The current state features include:

  • Autocomplete on search bar
  • User authentication
  • Creating new offers, deleting existing offers
  • Creating new comments, editing or deleting existing comments
  • Map showing the location of an offer item
  • Ability to limit search to city
  • User's can upload photos of their offer items when creating a new offer

Credits

This project was a collaborative effort between Roman Kutsel, Jooree Ahn, Godfrey Bongomin, and Sophie Miller.

Contribute

To contribute, follow the installation instructions and open a branch with a descriptive name. Be sure to pull from the develop branch. Use your branch to add features or fix bugs, then submit a Pull Request into the develop branch with an explanation of the changes and any pertinent information.

Tests

There are currently no tests built into this application.

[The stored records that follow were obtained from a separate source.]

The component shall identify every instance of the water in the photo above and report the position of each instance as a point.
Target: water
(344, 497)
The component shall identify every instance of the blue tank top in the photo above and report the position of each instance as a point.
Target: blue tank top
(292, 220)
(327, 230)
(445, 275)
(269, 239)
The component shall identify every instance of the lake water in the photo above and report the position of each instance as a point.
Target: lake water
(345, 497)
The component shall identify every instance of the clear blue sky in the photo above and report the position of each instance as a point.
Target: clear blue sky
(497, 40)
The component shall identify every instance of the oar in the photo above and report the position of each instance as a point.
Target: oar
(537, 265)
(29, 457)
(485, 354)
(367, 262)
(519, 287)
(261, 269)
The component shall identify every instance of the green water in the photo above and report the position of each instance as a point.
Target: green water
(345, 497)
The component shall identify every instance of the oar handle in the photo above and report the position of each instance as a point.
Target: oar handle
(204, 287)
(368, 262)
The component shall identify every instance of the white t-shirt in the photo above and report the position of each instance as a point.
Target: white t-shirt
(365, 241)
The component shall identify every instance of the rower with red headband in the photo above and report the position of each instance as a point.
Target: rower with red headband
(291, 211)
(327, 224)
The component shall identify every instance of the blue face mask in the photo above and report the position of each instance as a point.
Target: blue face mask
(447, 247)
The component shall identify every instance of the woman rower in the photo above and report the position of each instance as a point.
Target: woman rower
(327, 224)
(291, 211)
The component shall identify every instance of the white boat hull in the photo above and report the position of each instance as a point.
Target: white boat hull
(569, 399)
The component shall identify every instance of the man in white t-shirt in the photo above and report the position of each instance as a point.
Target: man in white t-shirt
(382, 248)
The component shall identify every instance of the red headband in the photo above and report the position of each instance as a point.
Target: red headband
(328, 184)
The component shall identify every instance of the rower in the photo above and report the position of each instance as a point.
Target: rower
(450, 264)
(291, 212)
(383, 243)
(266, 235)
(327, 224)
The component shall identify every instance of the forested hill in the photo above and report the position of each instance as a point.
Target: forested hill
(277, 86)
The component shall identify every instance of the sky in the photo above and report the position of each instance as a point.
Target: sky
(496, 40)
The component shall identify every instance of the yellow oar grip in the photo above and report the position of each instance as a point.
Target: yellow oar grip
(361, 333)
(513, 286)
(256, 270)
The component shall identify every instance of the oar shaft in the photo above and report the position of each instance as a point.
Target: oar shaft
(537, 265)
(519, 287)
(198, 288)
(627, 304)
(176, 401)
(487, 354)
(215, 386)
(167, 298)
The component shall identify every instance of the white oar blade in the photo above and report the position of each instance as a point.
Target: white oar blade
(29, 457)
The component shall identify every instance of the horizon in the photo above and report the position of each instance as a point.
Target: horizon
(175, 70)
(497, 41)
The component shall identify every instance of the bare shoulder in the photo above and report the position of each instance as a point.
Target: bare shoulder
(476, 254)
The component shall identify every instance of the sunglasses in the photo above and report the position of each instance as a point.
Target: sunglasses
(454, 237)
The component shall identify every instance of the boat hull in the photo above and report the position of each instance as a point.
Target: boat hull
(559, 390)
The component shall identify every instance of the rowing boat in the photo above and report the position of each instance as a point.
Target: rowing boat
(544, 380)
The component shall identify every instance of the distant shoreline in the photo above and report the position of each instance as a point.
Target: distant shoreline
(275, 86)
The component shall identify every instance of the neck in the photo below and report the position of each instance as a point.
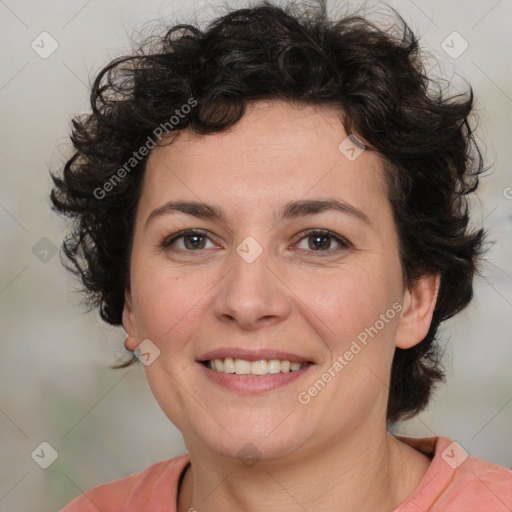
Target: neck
(361, 472)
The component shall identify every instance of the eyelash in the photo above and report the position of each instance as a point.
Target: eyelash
(344, 243)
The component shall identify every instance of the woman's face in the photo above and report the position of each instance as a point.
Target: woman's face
(259, 283)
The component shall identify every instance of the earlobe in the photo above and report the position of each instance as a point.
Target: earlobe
(129, 324)
(419, 303)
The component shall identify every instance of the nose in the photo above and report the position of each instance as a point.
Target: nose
(252, 294)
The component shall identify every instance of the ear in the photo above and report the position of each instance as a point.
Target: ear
(129, 323)
(418, 304)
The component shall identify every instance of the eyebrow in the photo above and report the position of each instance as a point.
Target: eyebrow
(291, 210)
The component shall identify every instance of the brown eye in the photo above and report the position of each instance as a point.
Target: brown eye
(322, 241)
(192, 240)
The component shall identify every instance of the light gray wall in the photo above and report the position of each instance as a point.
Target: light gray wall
(55, 382)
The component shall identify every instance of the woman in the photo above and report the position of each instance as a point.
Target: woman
(275, 211)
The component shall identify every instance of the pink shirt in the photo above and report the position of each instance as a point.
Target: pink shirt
(454, 482)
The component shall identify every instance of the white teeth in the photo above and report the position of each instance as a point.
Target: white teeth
(274, 366)
(259, 368)
(229, 365)
(242, 367)
(253, 368)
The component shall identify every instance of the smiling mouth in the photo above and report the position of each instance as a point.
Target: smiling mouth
(260, 368)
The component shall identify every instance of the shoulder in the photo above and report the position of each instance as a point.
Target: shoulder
(108, 497)
(479, 485)
(457, 481)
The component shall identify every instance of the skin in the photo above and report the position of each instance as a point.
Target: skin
(335, 452)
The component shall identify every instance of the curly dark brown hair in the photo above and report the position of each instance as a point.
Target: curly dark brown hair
(374, 76)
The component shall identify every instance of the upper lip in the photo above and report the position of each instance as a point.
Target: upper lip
(251, 355)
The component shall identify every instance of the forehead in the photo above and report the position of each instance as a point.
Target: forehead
(277, 153)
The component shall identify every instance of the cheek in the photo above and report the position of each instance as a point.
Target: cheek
(170, 300)
(350, 299)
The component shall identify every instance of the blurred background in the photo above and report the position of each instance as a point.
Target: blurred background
(56, 384)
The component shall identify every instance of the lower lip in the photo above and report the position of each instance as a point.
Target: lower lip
(253, 385)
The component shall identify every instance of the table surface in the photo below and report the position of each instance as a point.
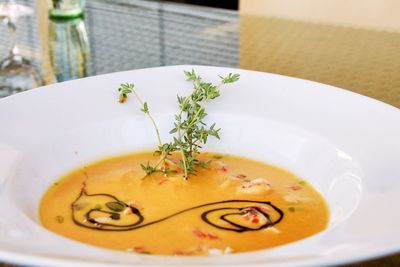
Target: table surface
(117, 35)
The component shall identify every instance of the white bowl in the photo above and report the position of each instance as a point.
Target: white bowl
(345, 144)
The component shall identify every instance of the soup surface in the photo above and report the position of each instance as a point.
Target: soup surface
(234, 205)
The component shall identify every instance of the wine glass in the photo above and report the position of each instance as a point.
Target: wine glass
(16, 72)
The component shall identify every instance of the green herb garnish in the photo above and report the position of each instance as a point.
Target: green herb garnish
(190, 131)
(115, 206)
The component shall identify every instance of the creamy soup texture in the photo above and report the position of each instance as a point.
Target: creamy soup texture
(234, 205)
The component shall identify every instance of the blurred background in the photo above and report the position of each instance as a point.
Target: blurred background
(350, 44)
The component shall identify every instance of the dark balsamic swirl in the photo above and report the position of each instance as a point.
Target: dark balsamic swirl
(225, 215)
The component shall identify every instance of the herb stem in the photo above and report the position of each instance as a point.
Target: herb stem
(145, 110)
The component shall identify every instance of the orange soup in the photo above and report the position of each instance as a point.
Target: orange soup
(234, 205)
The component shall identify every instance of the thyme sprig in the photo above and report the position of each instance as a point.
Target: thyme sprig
(190, 130)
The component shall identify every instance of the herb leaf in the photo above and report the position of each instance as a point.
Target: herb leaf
(190, 130)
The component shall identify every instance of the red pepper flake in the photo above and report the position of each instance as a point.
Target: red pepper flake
(224, 169)
(179, 253)
(255, 220)
(296, 187)
(138, 248)
(205, 235)
(162, 181)
(212, 236)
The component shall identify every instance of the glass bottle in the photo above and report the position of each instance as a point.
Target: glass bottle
(69, 48)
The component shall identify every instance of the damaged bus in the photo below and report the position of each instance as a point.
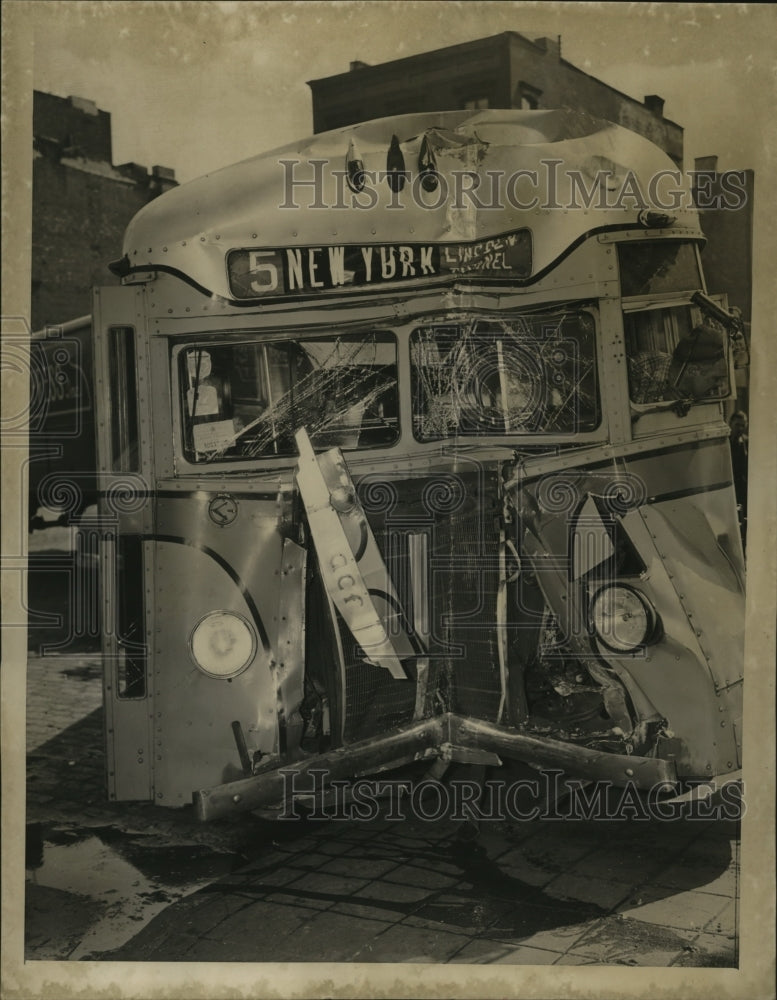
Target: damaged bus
(411, 446)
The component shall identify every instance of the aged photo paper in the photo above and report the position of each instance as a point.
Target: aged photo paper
(716, 67)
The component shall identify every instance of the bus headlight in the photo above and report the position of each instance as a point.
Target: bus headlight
(222, 644)
(623, 619)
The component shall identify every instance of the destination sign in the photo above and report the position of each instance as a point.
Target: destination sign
(310, 270)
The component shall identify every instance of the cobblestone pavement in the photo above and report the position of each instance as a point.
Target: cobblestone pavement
(573, 892)
(135, 881)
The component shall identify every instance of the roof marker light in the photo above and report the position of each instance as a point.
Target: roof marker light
(655, 220)
(395, 166)
(354, 167)
(427, 166)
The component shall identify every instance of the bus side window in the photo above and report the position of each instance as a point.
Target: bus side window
(124, 401)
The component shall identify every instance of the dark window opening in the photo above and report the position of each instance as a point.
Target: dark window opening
(528, 374)
(124, 400)
(247, 400)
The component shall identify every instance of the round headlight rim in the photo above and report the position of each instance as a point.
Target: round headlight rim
(653, 628)
(248, 661)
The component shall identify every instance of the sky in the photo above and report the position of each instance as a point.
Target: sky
(198, 85)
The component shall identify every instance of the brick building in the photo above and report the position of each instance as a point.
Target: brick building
(82, 204)
(502, 71)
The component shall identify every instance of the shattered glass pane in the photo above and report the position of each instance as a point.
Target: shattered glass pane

UW Bootcamp Opinionated Dev Guide

Opinionated guide that has these assumptions:

- Your workstation is running on a Linux-based operating system, including Apple's Macbooks. 
- You use zsh or bash as your primary shell. Bonus point if you know their differences.
- You use VS Code as your main IDE.

Your VS Code has these extensions installed:

- Code Spell Checker
- Live Server
- open-in-browser
- Prettier Code Formatter

Java Script naming convention and variable choices

01. Declaring Your Variables

//Always declare variables with const:
const myConstVar;
//If you realize that the value of the variable needs to change use let:
let myLetVar;
Use let when you know that the value of a variable will change.
Use const for every other variable.
Do not use var.

02. Naming Your Variables

//Use nouns to describe your variables and give them meaningful names:
const userInput = {};
let rawData = "";

03. Naming Your Functions

//Use verbs to describe your functions and give them meaningful names:
function captureUserInput() {return this}

function renderStorageContent() {return this}

Git Workflow

It's almost always better to have multiple branches for development. At the most fundamental level there should be at least two branches:

  1. main => production code base
  2. develop => for a continuous, non-blocking development workflow

There can be more than those two but for the purpose of this guide two branches is more than enough to get a good start.

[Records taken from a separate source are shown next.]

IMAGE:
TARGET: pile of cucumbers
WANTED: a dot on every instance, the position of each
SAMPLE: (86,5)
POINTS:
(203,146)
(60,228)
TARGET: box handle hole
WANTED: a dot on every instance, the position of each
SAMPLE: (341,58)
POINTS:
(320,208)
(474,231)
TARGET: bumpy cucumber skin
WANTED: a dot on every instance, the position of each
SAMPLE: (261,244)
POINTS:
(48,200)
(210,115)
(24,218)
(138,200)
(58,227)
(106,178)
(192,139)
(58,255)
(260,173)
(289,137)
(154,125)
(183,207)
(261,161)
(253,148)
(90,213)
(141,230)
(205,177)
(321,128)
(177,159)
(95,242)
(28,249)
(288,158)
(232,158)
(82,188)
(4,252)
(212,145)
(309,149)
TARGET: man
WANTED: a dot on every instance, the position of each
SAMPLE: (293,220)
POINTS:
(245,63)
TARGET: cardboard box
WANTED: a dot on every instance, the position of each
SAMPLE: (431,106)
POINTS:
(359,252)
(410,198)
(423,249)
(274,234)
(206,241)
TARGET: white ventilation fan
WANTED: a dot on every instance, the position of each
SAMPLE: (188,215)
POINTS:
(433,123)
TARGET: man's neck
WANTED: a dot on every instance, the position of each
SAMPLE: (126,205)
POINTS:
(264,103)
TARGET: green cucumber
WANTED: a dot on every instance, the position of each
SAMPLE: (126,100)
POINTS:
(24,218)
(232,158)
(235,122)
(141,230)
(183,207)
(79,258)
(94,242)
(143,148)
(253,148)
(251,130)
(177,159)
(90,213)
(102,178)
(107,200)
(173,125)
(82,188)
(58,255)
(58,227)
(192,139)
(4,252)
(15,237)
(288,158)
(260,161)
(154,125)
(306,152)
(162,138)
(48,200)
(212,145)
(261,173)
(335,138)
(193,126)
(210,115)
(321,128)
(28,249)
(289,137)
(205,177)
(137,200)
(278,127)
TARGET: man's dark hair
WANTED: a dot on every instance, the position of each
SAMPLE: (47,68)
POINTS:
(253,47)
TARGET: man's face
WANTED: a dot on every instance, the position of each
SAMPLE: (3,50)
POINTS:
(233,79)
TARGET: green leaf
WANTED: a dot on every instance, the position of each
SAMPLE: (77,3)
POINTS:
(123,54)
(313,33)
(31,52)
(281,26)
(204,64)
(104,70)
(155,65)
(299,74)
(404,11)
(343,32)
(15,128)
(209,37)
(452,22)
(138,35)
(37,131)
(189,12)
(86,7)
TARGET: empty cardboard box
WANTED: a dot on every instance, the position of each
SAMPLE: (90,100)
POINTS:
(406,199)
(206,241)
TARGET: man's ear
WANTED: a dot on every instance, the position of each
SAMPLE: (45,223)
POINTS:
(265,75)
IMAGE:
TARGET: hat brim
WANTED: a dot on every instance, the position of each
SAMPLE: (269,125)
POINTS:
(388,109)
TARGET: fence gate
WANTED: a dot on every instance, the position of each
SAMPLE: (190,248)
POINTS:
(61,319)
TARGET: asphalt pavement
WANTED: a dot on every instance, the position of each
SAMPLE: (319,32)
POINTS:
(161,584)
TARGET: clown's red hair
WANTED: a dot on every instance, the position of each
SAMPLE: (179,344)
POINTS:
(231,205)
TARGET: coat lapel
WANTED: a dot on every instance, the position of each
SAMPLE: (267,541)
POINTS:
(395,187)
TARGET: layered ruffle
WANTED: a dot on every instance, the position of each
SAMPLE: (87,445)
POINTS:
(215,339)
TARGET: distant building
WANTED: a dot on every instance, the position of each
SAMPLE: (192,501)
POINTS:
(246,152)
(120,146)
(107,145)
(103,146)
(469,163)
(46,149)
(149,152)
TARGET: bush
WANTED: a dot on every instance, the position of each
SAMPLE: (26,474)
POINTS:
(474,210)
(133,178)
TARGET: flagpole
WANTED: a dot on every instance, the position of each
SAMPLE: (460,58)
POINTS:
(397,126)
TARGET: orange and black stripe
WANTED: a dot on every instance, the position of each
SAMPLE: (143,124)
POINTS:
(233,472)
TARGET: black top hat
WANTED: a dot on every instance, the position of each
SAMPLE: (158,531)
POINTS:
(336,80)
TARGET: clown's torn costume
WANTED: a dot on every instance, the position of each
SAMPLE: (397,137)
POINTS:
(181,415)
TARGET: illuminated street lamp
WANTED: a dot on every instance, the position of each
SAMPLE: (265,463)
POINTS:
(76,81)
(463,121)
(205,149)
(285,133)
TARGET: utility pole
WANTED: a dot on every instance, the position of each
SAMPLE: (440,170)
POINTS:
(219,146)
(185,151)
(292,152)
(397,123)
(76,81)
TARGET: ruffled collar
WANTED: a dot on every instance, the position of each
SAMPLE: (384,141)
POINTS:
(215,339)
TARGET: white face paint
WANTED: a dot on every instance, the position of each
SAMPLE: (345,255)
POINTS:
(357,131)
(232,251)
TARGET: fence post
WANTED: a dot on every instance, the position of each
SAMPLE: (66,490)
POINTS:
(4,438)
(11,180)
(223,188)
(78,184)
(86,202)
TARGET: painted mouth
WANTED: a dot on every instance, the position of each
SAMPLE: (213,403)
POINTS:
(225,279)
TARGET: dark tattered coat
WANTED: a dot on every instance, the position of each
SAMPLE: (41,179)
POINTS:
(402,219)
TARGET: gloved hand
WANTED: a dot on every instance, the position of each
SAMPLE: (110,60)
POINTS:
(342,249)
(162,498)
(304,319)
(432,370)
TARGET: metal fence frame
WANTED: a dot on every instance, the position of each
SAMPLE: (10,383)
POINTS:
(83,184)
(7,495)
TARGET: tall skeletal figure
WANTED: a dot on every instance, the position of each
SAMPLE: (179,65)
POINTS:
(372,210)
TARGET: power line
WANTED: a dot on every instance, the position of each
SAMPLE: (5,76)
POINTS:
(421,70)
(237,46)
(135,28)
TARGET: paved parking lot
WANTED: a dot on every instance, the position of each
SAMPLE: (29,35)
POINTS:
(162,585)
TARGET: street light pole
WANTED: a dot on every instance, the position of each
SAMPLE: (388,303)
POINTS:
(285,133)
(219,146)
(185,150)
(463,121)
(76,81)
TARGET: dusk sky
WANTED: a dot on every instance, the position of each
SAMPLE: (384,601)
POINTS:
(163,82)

Things we don't want to do when working with main or develop branches:

  1. Doing development work in main or develop
  2. Merging your changes directly into main or develop
  3. Having no protections of the mainranch

General Dev Workflow

# feature_branch=(CREATE PR)=(REVIEW/TEST)=(MERGE)=>develop(CREATE PR)=(REVIEW/TEST)=(MERGE)=>main

#==DEVELOP BRANCH SETUP
# 01. create develop branch locally.
git branch -b develop
# 02. set upstream develop branch for the first time. It will set it up remotely.
git push --set-upstream origin develop

#==FEATURE BRANCH SETUP
# 01. create a feature branch locally.
git branch -b feature_branch_name
# 02. set upstream develop feature_branch_name for the first time. It will set it up remotely.
git push --set-upstream origin feature_branch_name
# 03a. merge develop into your feature branch
git merge develop
# 03b. rebase develop into your feature branch
git rebase develop


#==WORKING WITH EXISTING BRANCHES
# 01. checkout a remote branch i.e. existing develop branch
git checkout develop

# 02. pull changes from an existing branch
git checkout develop
git pull

# 03. submit a PR request from your feature branch
git add . #adds current dir
git commit -m "your commit message"
git push origin feature_branch_name

Feature Branch Naming Convention

Feature branches need to have a clear format that describes the owner and the inteded purpose. It should follow this format => [owner]-[purpose]-[description]. Bellow are a few examples.

# All feature branches need to have a clear format that describes the intent of it.  
$ git checkout -b rkutsel_feature-add-auth-module # clearly explains who owns it and what is the purpose of it. 
$ git checkout -b rkutsel_wip-add-support-for-heroku # work in progress that won't be done soon. 
$ git checkout -b rkutsel_bug-fix-authentication-failure # work in progress that won't be done soon. 
$ git checkout -b rkutsel_info-auth-module-documentation # work in progress that won't be done soon. 

References:

JavaScript: Var, Let, or Const? Which One Should you Use?